Methods: We conducted a retrospective study of a national prehospital database, National Emergency Medical Services Information System (NEMSIS), linked to Census data. We included OHCAs with a shockable rhythm from 2018 to 2021. We stratified patients based on majority (>50%) ZIP code race/ethnicity (non-Hispanic White (White), non-Hispanic Black (Black), and Hispanic/Latino). We then created two cohorts: (1) patients with a shockable rhythm at any point to study differences in antiarrhythmic administration rates, and (2) patients with an initial shockable rhythm to analyze differences in time to antiarrhythmic administration. For patients with a shockable rhythm at any point, we used logistic regressions to evaluate the association of community race to antiarrhythmic administration. For patients with an initial shockable rhythm, we compared the time from emergency medical services (EMS) dispatch to the first antiarrhythmic administration.

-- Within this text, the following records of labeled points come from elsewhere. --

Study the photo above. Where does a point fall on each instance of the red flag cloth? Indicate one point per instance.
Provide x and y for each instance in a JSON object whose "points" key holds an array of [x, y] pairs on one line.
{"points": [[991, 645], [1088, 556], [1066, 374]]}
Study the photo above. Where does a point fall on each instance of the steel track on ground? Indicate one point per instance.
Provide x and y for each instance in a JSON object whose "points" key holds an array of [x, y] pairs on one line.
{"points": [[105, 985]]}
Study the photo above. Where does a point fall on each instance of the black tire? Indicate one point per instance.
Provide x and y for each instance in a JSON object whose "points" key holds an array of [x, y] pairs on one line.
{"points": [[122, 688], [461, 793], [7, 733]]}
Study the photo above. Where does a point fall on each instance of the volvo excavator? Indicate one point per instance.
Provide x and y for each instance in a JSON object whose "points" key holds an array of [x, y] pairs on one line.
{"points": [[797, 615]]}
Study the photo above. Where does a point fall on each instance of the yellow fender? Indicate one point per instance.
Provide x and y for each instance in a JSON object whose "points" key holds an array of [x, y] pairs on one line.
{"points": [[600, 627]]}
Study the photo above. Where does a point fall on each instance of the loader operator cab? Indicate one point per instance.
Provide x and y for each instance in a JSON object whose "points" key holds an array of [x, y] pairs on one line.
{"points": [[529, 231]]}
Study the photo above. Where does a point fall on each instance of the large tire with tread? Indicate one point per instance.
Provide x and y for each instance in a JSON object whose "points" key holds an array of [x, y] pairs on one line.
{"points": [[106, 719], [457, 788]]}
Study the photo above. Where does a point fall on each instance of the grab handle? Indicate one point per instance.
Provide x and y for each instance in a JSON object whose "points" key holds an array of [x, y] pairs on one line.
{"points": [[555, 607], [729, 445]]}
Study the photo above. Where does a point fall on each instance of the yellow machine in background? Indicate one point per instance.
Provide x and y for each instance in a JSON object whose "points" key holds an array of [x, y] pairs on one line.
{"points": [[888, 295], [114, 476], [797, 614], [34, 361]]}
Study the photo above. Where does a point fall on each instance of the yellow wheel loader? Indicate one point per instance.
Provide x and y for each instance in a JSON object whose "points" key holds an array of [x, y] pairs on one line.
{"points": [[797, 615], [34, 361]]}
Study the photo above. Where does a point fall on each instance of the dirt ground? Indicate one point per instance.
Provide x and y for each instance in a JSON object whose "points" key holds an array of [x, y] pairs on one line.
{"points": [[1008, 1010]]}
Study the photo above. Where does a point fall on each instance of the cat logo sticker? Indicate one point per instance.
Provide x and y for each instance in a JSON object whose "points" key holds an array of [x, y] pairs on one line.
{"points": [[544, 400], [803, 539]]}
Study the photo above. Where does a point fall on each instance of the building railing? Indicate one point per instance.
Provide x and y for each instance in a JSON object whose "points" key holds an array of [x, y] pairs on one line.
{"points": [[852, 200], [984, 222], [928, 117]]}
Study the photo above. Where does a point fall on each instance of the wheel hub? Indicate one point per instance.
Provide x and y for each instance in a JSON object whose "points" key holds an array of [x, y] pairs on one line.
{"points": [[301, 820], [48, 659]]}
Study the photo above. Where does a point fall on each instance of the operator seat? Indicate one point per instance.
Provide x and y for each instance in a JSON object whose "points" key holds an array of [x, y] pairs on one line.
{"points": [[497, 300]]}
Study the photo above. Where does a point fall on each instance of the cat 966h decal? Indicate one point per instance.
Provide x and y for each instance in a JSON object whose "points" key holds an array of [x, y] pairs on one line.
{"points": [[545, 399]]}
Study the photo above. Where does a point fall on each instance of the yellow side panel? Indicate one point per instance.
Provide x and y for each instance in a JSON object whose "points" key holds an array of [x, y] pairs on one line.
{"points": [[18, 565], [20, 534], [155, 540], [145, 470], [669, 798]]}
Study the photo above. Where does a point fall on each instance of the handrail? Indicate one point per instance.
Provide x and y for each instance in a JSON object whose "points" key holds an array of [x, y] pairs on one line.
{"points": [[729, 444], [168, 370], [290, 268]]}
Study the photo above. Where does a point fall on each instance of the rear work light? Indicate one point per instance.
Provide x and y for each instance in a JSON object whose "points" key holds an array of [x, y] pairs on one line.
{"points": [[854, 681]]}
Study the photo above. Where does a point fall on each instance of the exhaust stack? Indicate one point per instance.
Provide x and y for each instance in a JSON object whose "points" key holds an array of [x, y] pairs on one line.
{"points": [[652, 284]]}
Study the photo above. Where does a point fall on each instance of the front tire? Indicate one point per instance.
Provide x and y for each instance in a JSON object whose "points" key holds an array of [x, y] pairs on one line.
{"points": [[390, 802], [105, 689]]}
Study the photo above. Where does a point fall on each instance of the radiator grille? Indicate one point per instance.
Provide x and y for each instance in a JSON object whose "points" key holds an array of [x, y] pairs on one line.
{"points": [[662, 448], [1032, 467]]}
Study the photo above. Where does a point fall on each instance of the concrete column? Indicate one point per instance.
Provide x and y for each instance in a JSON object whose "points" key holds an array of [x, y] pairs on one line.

Results: Of 763,944 cardiac arrests, 311,499 had a shockable rhythm during the OHCA, and 237,838 had an initial shockable rhythm. For patients with a shockable rhythm at any point, majority White (33.0%) received antiarrhythmics at a higher rate than majority Black (28.9%; aOR 0.9, 95%CI 0.8-0.9) and majority Hispanic/Latino (27.8%; aOR 0.8 95%CI 0.7-0.8). For patients with an initial shockable rhythm, the time to antiarrhythmic for White (median 19.6 min, IQR 15.00-26.28 min) was lower than for Black (median 20.5 min, IQR 16.33-26.35 min,  < 0.01) but higher than Hispanic/Latino (median 18.0 min, IQR 14.33-23.42 min,  < 0.01).

Conclusions: While antiarrhythmic administration rate was lower for minority communities and time to antiarrhythmic was higher for Black OHCAs, time to antiarrhythmic administration was lower for Hispanic/Latino OHCAs.